Chicken Vegetable Soup –
Two whole free-range chickens seasoned and simmered all day with rock salt, pepper, thyme, sage, rosemary, onion and garlic powder and chopped celery leaves. Picked out bones and put broth and meat into a huge stock …pot with peas, cut green beans, onions, celery and carrots.
Spicy Chicken Legs – Cover legs in hot sauce and baked at 375 for 1hr 15min. Then turn broiler on high and keep turning legs over for additional 15 mins to make all sides crispy. Served with salad, cooked broccoli, and veggie sticks.

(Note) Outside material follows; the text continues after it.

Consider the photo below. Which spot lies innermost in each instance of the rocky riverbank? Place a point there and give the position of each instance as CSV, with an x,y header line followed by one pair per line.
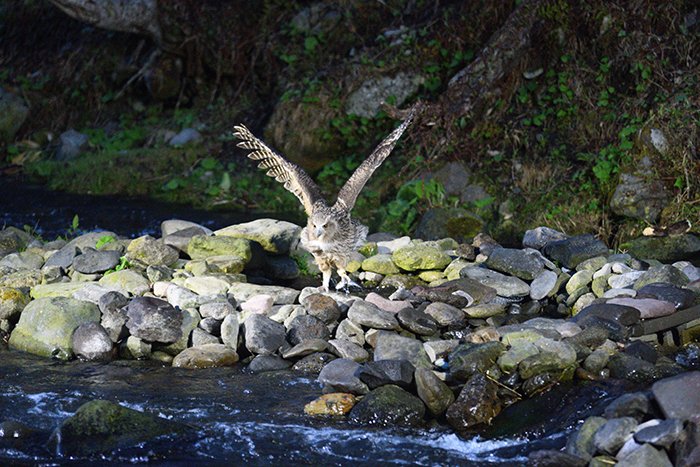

Roasted Whole Chicken – Thawed a free-range, organic whole chicken. Put S&P, sage, and thyme inside cavity. Rub top with butter and more S&P, sage, and thyme. Add 2 inches of water to chicken in roasting pan and cover. Roast at 375 for 1.5 hours then flip chicken over, reduce heat to 325, and cook another hour. Served with mixed greens salad and sweet peas.
Grilled Lime Chicken Breast — Marinate breasts in lime juice, liquid aminos, S&P, and cayenne pepper. Pound breasts to 3/4 inch thick, grill on medium high heat 5 minutes a side (165 degrees). Served with cooked carrots, mixed greens salad, and rice.